Saturday, November 04, 2006

Back to Ann Arbor

These maps are not in anywhere near their final form and only have a little of the planned content in place, but thought I'd post a link to them anyway. They take advantage of some of the new Compendium 1.5 features, and are kind of a prototype for something I'm thinking about in the training/workshop area. I think there is tremendous potential for Compendium as a documentary/autobiographical tool and this is a first groping example.

Notes:
  • I took the photos after visiting Lisa and Aron in Ann Arbor in August. It was the first time I'd been back since their wedding in 1989. My main intent was to use the photos in just such a Compendium form, to capture and hopefully evoke the feelings (nostalgia? it was more than that) I had in seeing those places that I inhabited so intensely 24-28 years ago
  • there are three kinds of maps -- 'maps' (showing approximate locations in Ann Arbor), 'stories' (template-driven explorations of the meanings of particular places), and catalogs.
  • the photo collage on the home page was generated from Picasa. What a cool tool.






This morning sat down to work on Phd stuff, and some ideas started percolating, but more was kind of overwhelmed by all the threads that are worth picking up on, that are all worth doing, but that all will take a lot of work and time.
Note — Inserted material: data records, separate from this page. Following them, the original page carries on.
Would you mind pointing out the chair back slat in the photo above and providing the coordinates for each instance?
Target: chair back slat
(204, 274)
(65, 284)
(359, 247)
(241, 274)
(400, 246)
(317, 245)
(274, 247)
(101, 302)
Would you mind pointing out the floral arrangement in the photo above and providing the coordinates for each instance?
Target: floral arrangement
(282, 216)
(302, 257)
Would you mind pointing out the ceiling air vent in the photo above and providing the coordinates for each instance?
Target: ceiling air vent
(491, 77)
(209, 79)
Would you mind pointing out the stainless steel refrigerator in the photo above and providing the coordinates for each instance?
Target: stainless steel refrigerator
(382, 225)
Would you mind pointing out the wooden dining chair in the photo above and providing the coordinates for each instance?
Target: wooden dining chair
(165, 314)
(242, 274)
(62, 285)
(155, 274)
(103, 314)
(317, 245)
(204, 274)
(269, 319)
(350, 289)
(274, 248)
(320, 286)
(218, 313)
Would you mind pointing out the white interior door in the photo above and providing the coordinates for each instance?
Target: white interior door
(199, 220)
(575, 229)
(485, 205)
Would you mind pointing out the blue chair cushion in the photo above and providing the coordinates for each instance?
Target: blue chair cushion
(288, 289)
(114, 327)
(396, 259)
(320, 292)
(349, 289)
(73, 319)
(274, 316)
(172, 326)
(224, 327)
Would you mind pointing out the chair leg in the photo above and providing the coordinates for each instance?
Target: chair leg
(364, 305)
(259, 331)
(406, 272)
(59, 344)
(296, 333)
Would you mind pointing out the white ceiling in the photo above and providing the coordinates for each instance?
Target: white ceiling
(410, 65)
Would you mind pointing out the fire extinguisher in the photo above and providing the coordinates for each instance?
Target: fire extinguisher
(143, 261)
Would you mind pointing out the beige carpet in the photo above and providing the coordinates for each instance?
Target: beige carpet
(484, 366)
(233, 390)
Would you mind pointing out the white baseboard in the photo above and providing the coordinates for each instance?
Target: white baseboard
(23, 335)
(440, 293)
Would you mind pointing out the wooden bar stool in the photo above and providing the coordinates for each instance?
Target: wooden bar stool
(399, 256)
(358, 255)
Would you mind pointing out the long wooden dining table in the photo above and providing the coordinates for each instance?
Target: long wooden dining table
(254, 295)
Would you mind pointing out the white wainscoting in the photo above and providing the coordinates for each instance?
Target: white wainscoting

Such as:
  • finishing up the Maarten analysis and doing the Nick analysis
  • copying all my Wright/Mccarthy, Dewey, and Schon notes into my Compendium phd database and doing a careful job of annotating and tagging them (also to test out more 1.5.1 features, especially the new Tags interface)
  • writing up the central themes from my readings of the above over the past 5 months: aspects of experience, approaches to the Phd practical work I next need to do, the nature of artistry/aesthetics, the centrality of the medium used, the nature of experential learning, the connection between an artistic effort and its context, and the interweaving of practice/service and art
  • writing the chapter for Ale/Simon's book
  • spending more time on stuff like the Back to Ann Arbor maps (simultaneously pulled to spend all my time with them, tweaking bits of it endlessly, but also staying away from what should be the real work of it -- populating it with stories and memories, expanding the content -- why don't I do that?
  • doing the readings and exercises in the OU Doing Postgraduate Research book
  • noodling around with email and web browsing (i.e. wasting time)
  • reading more papers/articles/books
  • putting together my talk and materials for Mark's class on Tuesday (which are mostly together, I just need to revisit and make sure everything, all the images, etc., are there on my laptop)
As frequently in my life, I'm excited and interested in all the above, but their very multiplicity keeps me from getting started on almost any of them (so the wasting time one usually wins). Procrastination, my lifelong nemesis. I have mostly kept it at bay for the past 30 years or so, at least compared to its usual vanquishing of me as a child/adolescent, but it still keeps me from doing all I could do.

When Simon was here a couple of weekends ago, and we were talking about some of my new ideas for where to go with the practical work, and he said I did need to connect it clearly and directly with the observational stuff I did in the first year. It occurred to me this morning that a main point of connection I could draw, which is also a tighter focus for even the observational work, is to look at the setback moments -- where the practitioner is faced with some sort of dilemma or obstacle and has to quickly make sense, improvise, and act out of the linear progression they were on up to that moment, but keeping the coherence, purpose, and service intact -- how to pull together, act, and recover. That is common to almost any episode of practice. It's the aesthetics and ethics of the actions at those moment -- what form does the work take, and how does it relate to the purpose and participants -- that can be a central focus.